Сайт продается, подробности: whatsapp telegram
Скачать:TXTPDF
Апокалиптика и социализм. С. В. Булгаков

относительно философии истории и эсхатологии, — для всех почти идей, мотивов, настроений в этой области можно найти или аналогию или зародыш в апокалиптике. Она имеет значение как бы формальной логики или учения об основных «категориях» философии истории. И связанный с этим интерес духовного проникновения в мир иудейской апокалиптики с особенной живостью чувствуется в нашу эпоху, в сознании которой так неотступно встает проблема о смысле истории, цели ее и исходе, которая охвачена трепетным чувством какого-то стремительного, неудержимого, непроизвольного даже движения вперед, смутным ощущением исторического прорастания. Это разлито в нашей духовной атмосфере и питает такое характернейшее движение наших дней, как социализм, прорывается в кровавом и хмельном энтузиазме революций с их зелотизмом, но и с их историческим порывом. Наше ухо оказывается особенно чутко, когда прислушивается к биению исторического пульса хотя и отдаленных, но сродных эпох. Поэтому нисколько не удивительно, если при этом победоносном шествии историзма в современной науке внимание религиозно-исторического исследования все настойчивее и пристальнее останавливается (особенно последние десятилетия) на изучении апокалиптики, которая становится отчасти как будто историческим зеркалом и для нашей эпохи, сродняется с жгучей и тревожной современностью, становится для нас средством духовного ориентирования. Оставляя в стороне все остальные мотивы апокалиптики, в настоящем очерке мы ограничимся одной только этой темой.

II. АПОКАЛИПТИКА И «СОЦИОЛОГИЯ»

Апокалиптика в религиозной жизни иудейского народа исторически заступает место пророчества. Когда пророки умолкли, верующие стали искать ободрения в тяжелых жизненных обстоятельствах в таинственной, прикровенной псевдонимами, полной символов апокалиптике. Живое, личное слово пророка заменилось писаным, безличным произведением апокалиптиков. Сравнительно с огненным вдохновением великих пророков, слышавших и возвещавших слова Божий, апокалиптики представляются нам эпигонами[23], они питаются прежними вдохновениями и пророчествами[24], хотя и по-своему перерабатывают их. Вдохновение пророков было связано с их личностью и обстоятельствами, оно имело поводом определенные исторические события, причем сам пророк нередко был не только обличителем или «вещуном» (наби), но и общественным деятелем. Лишь беря отправным пунктом события современности, пророчество восходит далее в величественных поэтических образах[25] к созерцанию «тайн Царствия Божия» и судеб его в истории человечества и, в частности, еврейского народа.

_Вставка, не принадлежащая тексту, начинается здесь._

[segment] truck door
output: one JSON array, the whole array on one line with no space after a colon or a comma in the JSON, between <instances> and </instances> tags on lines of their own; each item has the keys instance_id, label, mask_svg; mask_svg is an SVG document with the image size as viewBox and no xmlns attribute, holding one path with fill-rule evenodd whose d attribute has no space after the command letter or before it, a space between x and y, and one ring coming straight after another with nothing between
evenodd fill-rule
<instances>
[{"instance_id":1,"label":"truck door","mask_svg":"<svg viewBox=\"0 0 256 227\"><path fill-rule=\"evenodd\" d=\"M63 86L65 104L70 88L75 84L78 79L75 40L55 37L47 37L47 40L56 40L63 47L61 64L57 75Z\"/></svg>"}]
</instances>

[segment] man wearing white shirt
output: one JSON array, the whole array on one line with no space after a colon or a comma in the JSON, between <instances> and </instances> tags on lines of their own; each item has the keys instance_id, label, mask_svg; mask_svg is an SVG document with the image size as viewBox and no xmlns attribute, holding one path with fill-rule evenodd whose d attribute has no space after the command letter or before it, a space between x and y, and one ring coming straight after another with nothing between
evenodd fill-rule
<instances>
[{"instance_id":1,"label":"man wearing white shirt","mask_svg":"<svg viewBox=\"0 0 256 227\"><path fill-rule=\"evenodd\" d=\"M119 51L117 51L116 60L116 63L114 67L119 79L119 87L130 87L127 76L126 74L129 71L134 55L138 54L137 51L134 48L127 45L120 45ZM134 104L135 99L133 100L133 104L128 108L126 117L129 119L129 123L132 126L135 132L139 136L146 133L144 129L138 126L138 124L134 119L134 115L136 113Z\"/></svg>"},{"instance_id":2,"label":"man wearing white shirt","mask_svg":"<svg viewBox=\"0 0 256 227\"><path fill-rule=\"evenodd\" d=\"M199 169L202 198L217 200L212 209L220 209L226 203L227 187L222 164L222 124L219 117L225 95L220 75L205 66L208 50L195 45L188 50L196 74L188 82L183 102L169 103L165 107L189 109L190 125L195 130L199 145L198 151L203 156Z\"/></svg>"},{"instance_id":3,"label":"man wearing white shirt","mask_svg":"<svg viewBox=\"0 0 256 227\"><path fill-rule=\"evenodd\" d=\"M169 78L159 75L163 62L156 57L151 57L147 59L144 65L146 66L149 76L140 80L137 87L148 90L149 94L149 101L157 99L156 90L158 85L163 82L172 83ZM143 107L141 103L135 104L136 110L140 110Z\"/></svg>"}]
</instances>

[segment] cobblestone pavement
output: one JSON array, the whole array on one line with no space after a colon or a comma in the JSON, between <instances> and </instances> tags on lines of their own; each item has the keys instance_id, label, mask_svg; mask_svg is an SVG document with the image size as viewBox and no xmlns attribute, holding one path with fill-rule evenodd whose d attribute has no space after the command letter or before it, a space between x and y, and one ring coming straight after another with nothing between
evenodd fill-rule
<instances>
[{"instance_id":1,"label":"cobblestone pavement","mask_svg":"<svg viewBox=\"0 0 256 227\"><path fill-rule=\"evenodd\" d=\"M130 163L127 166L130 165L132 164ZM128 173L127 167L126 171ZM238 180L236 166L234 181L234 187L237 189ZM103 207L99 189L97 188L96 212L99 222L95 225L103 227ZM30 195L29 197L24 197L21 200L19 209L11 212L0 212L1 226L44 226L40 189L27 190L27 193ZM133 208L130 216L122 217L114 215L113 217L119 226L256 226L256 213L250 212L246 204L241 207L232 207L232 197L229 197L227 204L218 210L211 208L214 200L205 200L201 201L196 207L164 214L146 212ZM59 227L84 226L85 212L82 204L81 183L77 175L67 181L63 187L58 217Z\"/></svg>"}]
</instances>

В противоположность этой практической природе пророчества апокалиптик остается созерцателем, набожным начетчиком, вопрошающим Бога о грядущем. Пророки возвестили своему народу, а через него и всему человечеству идею Ягве как Бога истории; они истолковывали исторические события как судьбины гнева Божия, как осуществление плана Его и правды Его. Начиная с Амоса, самого раннего из пророков, слова и дела которых записаны в книге, наблюдаем мы развитие этой идеи, — истории как откровения Бога[26]. Выступая в бурные и тревожные эпохи жизни народной, как буревестники истории (по меткому выражению Корнилля), они орлиным взором всматривались в будущее и там искали разгадки испытаний, исполнения обетовании если не на всем народе, то хотя на «остатке Израиля», на его «святом остатке». Они воспитывали в своем народе веру в непреложное торжество правды Божией — в обнаружение Бога в истории, подготовляли то мессианское мировоззрение, которое, выделяя Израиля из всех народов истории, подготовляло встречу истинному Мессии, чаянию языков.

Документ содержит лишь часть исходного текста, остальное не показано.